Parler de modernité sociale reviendrait à projeter notre perception actuelle de la modernité sur le passé, en réalité c’est dans l’autre sens qu’il faut analyser la question. En effet, ce qui est surprenant, c’est de voir comment certaines lois correspondent aux nécessités d’encadrement juridique de notre époque. L’un des exemples les plus frappants est le délit de non-assistance à personne en danger. Celle-ci, de création nazie, était initialement couplée à une loi sur la délation qui obligeait à dénoncer un terroriste vu en train de commettre un attentat. Le délit de non-assistance à personne en danger avait donc en grande partie pour but d’obliger les Français à aider les soldats ou officiers allemands blessés. Une fois la partie sur la délation abandonnée à la Libération, l’obligation d’assistance à personne en danger trouve une place naturelle dans la législation de notre société très individualisée dans laquelle les gens s’entraident de moins en mois. Au-delà de cela, il faut regarder Vichy comme un véritable projet social correspondant à une ligne idéologique très influencée par l’Allemagne nazie. Cette vision du monde correspond à la création d’une femme et d’un homme nouveaux, propres, sains et sportifs, dans une France qui à l’époque est en retard sur le plan de l’accès à l’hygiène. Les rapports sociaux sont simplifiés plus de partis ni de syndicats) et on encourage au corporatisme. La plupart de ces lois avaient pour but d’encadrer et d’améliorer la vie des Français. De plus, la structure politique de Vichy a aidé à la mise en place très rapide de ce projet. En l’absence de députés, de presse libre, de syndicats et de toutes autres formes de contrepouvoir, le Maréchal Pétain puis Laval et ses ministres avaient le champ libre. La promulgation d’une loi prenait rarement plus de 48h alors qu’il fallait parfois des mois entier de négociations sous la IIIème république. L’application de ces lois est immédiate et sans concession ce qui oblige les Français à s’y adapter nolens volens.
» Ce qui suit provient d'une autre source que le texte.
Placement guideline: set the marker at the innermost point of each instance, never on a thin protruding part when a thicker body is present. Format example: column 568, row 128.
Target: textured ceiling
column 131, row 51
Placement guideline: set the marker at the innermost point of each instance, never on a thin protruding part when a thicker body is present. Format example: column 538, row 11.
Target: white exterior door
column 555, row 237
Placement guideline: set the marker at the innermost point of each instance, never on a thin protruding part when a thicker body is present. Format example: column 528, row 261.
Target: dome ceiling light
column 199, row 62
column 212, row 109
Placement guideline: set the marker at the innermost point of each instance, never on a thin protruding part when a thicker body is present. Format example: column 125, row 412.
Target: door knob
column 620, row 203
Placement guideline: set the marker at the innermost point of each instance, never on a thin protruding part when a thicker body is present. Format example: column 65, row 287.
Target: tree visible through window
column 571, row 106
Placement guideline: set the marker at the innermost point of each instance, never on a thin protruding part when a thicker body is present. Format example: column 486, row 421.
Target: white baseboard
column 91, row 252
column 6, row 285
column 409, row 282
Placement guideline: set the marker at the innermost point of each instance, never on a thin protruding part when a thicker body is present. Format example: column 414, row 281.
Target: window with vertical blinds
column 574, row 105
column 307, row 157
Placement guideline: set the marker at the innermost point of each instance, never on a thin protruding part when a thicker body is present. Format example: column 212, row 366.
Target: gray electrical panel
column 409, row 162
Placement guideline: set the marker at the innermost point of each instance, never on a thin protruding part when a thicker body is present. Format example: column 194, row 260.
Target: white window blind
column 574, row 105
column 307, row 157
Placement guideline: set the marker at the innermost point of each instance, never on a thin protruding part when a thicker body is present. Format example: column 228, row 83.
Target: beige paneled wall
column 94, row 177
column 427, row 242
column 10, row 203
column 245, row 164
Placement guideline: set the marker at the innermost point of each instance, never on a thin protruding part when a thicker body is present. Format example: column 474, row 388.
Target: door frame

Au delà des lois de Vichy, la France a connu à cette époque une très forte influence culturelle germanique. Quel en est l’héritage actuel ?

La culture est le cheval de Troie de l’occupantcar celle-ci peut se diffuser dans la vie quotidienne par le biais d’activité de loisir, de plaisir. S’il fallait ne citer qu’un exemple, ce serait la musique. De nombreux concerts gratuits en plein air étaient organisés et Radio Paris diffusait presque en boucle de la musique classique. De nombreux témoignages révèlent que les Français ont découvert des compositeurs qui n’étaient pas programmé en France avant l’Occupation. Mozart par exemple est entré dans la culture commune française par ce biais là, on peut aussi citer Vivaldi et une partie de la musique baroque. Pour autant, l’Allemagne nazie n’avait pas pour projet définitif de transformer la France en une partie de l’Allemagne. Il s’agissait plutôt d’en faire une sorte de vitrine d’une Europe unie sous le Reich.